Ghanem Zrelli (born 6 December 1984), is a Tunisian actor. He is best known for playing Muhammad in Thala My Love, Zamiri Gunman in Day of the Falcon, Ali ibn Abi Talib in Omar, Youssef in Beauty and the Dogs and Yousef in In Paradox.

==Career==
In 2007, he made his film debut with the film Thirty. He played the supportive role of 'Habib Bourguiba'. In the next year, he made his television debut with the serial Njoum Ellil and played the role 'Qais'. In 2009, he graduated from the Institut Superieur d' Art Dramatique in Tunisia.
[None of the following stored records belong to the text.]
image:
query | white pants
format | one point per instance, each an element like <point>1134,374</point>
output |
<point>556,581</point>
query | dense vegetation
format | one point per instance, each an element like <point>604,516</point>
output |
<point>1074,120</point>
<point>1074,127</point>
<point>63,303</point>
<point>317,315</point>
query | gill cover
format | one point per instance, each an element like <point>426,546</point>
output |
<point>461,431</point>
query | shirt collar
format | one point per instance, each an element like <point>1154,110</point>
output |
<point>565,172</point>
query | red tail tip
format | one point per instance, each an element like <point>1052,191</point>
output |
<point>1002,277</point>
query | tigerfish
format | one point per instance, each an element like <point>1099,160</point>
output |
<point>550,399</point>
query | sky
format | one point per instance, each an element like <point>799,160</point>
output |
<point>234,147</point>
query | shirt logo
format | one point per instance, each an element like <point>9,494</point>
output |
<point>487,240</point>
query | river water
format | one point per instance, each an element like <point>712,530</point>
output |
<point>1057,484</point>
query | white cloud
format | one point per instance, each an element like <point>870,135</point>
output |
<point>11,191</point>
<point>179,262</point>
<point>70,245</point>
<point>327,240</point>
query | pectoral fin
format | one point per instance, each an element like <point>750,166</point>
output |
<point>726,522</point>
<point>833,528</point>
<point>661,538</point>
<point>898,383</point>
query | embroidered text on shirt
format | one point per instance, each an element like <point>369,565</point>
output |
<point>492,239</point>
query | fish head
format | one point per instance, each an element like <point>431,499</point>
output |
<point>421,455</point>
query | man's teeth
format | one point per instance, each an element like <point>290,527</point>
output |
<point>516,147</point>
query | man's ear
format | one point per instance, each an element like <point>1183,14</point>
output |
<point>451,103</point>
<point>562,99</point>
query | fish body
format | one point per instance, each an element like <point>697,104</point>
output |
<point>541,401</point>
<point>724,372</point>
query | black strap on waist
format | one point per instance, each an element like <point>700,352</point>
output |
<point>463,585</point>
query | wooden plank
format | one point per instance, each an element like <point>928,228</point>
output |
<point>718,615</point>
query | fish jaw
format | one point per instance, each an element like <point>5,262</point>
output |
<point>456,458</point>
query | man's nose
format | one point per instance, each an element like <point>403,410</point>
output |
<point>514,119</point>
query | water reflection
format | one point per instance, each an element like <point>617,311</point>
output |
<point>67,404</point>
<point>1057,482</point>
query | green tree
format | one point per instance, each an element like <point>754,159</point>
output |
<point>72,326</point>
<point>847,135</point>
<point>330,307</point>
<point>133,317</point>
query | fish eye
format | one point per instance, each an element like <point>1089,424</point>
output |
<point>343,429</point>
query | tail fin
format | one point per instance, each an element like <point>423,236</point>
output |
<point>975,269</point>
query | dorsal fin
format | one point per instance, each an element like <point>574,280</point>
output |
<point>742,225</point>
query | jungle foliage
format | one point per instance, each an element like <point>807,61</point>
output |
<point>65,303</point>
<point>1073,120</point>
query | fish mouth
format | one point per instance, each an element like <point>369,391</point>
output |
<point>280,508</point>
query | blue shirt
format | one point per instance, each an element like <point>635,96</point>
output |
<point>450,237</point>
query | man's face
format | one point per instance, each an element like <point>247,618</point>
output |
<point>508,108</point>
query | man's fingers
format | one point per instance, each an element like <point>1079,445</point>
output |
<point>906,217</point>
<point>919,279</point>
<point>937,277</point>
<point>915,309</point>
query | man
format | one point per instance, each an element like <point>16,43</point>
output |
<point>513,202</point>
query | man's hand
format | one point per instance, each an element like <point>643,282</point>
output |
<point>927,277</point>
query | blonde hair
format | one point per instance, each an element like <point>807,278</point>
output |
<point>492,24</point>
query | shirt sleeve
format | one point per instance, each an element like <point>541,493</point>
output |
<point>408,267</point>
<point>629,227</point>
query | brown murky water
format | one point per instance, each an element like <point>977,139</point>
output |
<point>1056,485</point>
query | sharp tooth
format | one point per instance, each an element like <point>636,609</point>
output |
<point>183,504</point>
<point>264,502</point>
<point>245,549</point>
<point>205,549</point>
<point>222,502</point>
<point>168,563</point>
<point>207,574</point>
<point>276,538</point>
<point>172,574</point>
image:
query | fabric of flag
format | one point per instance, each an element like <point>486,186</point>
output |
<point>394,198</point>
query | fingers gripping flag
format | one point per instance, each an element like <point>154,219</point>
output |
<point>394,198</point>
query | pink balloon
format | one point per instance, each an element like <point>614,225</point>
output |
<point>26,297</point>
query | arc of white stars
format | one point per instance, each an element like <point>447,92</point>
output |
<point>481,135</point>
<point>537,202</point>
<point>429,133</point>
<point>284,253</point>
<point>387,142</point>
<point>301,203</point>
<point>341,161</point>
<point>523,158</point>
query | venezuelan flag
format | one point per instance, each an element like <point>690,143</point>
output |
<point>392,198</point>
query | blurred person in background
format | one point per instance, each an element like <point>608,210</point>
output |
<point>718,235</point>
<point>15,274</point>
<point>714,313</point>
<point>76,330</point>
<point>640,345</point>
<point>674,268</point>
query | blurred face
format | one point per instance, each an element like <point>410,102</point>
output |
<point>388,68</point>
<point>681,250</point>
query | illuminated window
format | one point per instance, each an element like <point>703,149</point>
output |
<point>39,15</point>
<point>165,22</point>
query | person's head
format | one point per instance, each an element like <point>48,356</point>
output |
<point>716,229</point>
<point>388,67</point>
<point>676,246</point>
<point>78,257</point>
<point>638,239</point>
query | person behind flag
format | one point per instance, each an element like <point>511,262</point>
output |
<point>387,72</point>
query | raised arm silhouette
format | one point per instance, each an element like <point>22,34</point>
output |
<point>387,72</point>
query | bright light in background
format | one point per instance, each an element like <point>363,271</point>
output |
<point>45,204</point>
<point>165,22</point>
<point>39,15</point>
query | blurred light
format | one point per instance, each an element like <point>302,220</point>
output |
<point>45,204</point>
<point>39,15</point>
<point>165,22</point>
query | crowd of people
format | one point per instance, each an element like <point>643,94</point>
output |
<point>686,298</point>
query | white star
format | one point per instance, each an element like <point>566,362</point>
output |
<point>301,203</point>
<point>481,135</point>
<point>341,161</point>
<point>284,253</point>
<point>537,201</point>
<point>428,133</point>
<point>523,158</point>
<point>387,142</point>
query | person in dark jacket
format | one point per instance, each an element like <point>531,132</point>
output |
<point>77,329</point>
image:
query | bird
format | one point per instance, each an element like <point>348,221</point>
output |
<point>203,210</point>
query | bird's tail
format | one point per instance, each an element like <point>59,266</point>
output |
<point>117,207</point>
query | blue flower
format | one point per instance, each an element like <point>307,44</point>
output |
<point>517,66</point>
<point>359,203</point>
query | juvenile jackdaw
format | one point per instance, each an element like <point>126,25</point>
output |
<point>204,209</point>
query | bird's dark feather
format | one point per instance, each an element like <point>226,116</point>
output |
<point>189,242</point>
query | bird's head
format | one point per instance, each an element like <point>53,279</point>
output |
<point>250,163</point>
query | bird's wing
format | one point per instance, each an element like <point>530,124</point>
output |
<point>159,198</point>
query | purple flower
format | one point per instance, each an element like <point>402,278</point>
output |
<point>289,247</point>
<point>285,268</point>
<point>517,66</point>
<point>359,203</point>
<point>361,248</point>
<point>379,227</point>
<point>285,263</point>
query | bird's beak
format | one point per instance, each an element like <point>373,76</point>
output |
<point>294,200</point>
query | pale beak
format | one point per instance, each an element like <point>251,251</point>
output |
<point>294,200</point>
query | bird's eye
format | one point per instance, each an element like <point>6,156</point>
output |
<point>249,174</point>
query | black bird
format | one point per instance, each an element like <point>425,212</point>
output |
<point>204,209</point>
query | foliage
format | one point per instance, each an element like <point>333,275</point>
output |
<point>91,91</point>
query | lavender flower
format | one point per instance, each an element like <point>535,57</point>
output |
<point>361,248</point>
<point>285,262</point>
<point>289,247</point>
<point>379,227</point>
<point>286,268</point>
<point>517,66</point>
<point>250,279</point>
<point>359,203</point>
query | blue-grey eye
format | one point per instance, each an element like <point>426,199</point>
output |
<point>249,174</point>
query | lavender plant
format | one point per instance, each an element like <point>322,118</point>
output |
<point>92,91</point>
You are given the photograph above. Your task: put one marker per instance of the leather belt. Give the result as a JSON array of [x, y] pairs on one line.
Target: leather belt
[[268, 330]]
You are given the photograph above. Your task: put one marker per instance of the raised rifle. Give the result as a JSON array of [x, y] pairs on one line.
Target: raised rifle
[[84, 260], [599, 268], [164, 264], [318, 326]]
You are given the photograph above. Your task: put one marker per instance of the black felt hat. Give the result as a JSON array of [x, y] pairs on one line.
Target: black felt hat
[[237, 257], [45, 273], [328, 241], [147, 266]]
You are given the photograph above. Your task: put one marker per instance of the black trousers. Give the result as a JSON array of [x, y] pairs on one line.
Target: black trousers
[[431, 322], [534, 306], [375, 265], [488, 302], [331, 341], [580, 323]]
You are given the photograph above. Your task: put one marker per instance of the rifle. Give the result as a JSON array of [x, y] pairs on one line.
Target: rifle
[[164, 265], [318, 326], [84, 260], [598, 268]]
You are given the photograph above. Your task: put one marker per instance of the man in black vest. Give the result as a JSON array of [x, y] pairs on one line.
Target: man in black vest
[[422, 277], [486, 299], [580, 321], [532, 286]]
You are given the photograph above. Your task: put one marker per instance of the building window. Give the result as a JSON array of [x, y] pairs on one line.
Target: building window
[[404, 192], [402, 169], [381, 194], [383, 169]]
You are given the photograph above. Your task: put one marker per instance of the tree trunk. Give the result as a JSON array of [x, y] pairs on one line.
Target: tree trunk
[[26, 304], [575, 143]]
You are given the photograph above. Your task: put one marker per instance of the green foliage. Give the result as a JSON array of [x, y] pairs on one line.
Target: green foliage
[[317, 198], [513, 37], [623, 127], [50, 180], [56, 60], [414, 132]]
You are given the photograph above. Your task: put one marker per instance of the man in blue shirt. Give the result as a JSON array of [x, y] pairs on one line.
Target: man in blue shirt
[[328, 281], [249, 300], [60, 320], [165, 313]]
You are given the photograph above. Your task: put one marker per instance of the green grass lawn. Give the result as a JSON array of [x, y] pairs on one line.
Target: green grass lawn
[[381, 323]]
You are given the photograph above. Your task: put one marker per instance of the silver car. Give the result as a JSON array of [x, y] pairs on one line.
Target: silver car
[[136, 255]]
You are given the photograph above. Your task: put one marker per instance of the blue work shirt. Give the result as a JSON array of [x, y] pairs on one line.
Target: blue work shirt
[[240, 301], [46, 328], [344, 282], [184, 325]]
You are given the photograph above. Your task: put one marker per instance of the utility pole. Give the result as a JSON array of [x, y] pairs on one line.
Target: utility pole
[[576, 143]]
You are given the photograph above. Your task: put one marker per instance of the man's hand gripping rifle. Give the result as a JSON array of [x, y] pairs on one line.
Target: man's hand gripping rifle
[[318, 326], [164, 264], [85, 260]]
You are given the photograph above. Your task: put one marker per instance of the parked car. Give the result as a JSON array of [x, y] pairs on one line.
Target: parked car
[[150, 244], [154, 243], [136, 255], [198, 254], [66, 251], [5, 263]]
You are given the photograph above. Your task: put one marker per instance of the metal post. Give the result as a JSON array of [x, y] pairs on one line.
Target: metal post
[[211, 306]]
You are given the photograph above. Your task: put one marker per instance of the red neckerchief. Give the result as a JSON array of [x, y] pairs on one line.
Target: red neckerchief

In 2012, he played the role of Ali ibn Abi Talib in the controversial series Omar.

In 2016, he won the award for the Best Male Role for his role 'Mehdi' in the film Narcisse directed by Sonia Chamkhi during the fifth edition of the Maghrebian Film Festival organized in Oujda, Morocco.

In 2017, he starred in the critically acclaimed film Beauty and the Dogs where he played the lead role 'Youssef'. The film premieres in Cannes Film Festival in the 'Un Certain Regard' section.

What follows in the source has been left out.